Privacy Policy
Last updated: April 17, 2026
This Privacy Policy explains how DataBridge Tech ("DataBridge", "we", "us") collects, uses and protects personal data when you visit databridge.tech or use DataBridge Cloud ("the Service"). We are based in the Netherlands and process personal data in accordance with the EU General Data Protection Regulation (GDPR) and the Dutch Implementation Act (UAVG).
1. Who We Are
Controller: DataBridge Tech, Netherlands. Contact: hi@databridge.tech
We have not appointed a Data Protection Officer (DPO), as we are not required to under Article 37 GDPR. For any privacy question, contact us at the email above.
2. What Data We Collect
We collect personal data in three distinct contexts:
2.1 Website visitor data
When you browse databridge.tech, we use Umami (hosted in the EU) for cookieless, privacy-preserving analytics. Umami collects aggregated information such as page URL, referrer, browser type, country (derived from IP but the IP itself is not stored) and screen resolution. This data does not identify individuals and is not combined with other identifiers.

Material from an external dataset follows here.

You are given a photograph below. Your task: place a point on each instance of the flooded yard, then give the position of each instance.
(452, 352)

2.2 Account and communication data
When you request early access, sign up, or contact us, we collect:
- Name
- Work email address
- Company / organization name
- Any information you choose to include in your message
- Authentication metadata (login timestamps, session identifiers) once an account is created
2.3 Customer event data
When you use DataBridge Cloud to ingest, validate, transform and deliver event data, that data may contain personal data relating to your end users (for example, a user_id, email, or IP address inside an event payload). For this category:
- You are the data controller and we act as your data processor under Article 28 GDPR.

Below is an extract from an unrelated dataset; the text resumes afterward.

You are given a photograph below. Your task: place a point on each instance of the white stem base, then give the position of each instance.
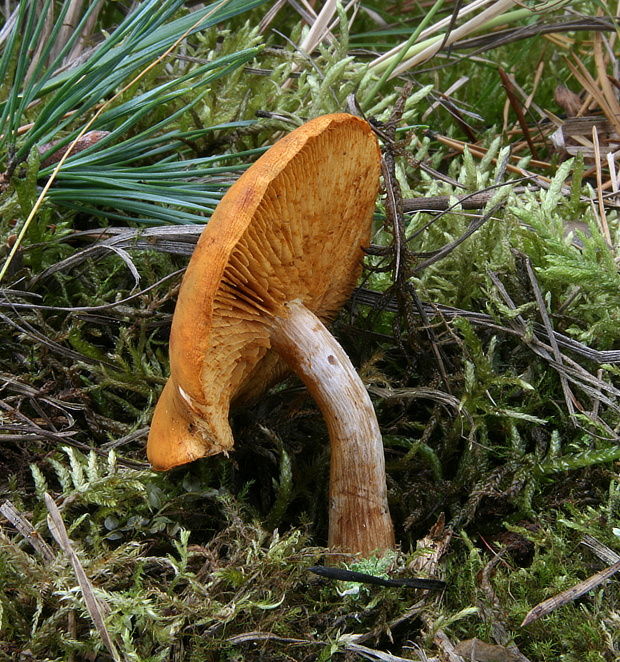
(359, 519)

- Our obligations are governed by the Data Processing Agreement (DPA) that accompanies the Service. If you need a DPA, email hi@databridge.tech.
3. Why We Process Your Data (Legal Bases)

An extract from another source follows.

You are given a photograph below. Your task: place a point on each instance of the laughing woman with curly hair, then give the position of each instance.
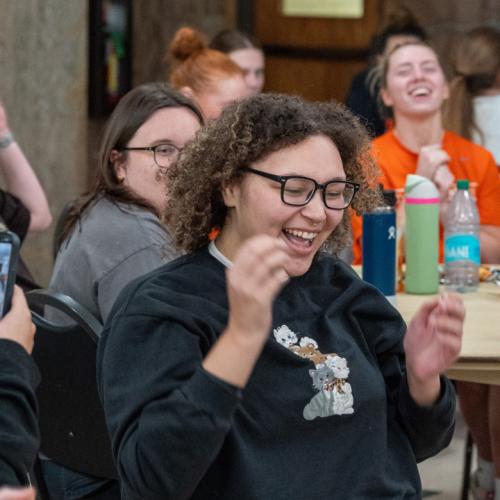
(259, 365)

| Purpose | Legal Basis (GDPR Art. 6) |
|---|---|
| Providing the Service you signed up for | Performance of a contract (Art. 6(1)(b)) |
| Managing your account, billing and support | Performance of a contract (Art. 6(1)(b)) |
| Responding to your enquiries | Legitimate interests (Art. 6(1)(f)) - responding to you |
| Sending service announcements (e.g. incidents, breaking changes) | Legitimate interests (Art. 6(1)(f)) - keeping customers informed |
| Marketing emails (if any) | Consent (Art. 6(1)(a)) - opt-in only; you can unsubscribe anytime |
| Security, fraud prevention, abuse detection | Legitimate interests (Art. 6(1)(f)) - protecting the Service |
| Complying with legal obligations (tax, accounting) | Legal obligation (Art. 6(1)(c)) |
4. How Long We Keep Your Data
| Data Category | Retention Period |
|---|---|
| Customer event data (in-flight) | Buffered up to 12 hours; deleted immediately after successful delivery to all configured destinations. Events that fail delivery after 12 hours are discarded. |
| Aggregated website analytics (Umami) | Up to 12 months |
| Account data | Duration of the account; deleted or anonymised within 30 days of account closure, except where longer retention is required by law |
| Invoices and billing records | 7 years (Dutch tax law - Art. 52 Algemene wet inzake rijksbelastingen) |
| Support and email correspondence | Up to 24 months after last interaction |
| Security logs | Up to 12 months |
We do not retain customer event payloads beyond the 12-hour processing window. Our platform is designed to be a pipeline, not a store.
5. Sub-Processors
We engage the following sub-processors to provide the Service. All are located in the EU or EEA, or operate under transfer mechanisms approved by the European Commission.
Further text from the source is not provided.